The prophet Amos, a Southern Kingdom sheep herder and farmer, was in his day what we might call a ‘lay’ prophet, but not officially ‘mantled’ as such. Nonetheless God called Amos for this assignment to warn the Northern Kingdom (in the time of Jeroboam) of an impending pay day in almost every way for their rampant idolatry, gross social injustice, general wickedness and stubborn contempt for the word of God.
As usual, his party pooping preaching went over like a frosty blanket on a winter day, vigorously protested. Yet faithfully against all intimidation tactics he stayed on message and warned the godless elites of horrors to come. He also predicted a great famine, not of ordinary food, but of the word of God (Amos 8:11). At first they would not hear: in the end they could not hear—an act of divine judgment.

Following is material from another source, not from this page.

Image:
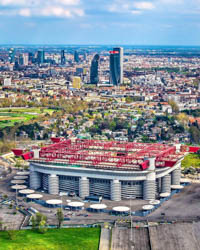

Amos rounds out his prophecy with a ringing note of hope. God will purge the rebels, but for a remnant a great and glorious future is on the wing.
When people in our day act the same way that so offended the heart of God, and eventually brought on them His holy indignation, it should be a warning to us that God is the same yesterday, today and forever. His patience has its limits. Amos himself is a sterling model of courage and faithfulness in his preaching of the word of God. Though his hearers tried to back him off, Amos did not back down. Like people today, they would much have preferred comfortable lies, but God sent him to tell them the uncomfortable truth. And he stuck with it and in the end his preaching was vindicated in spades.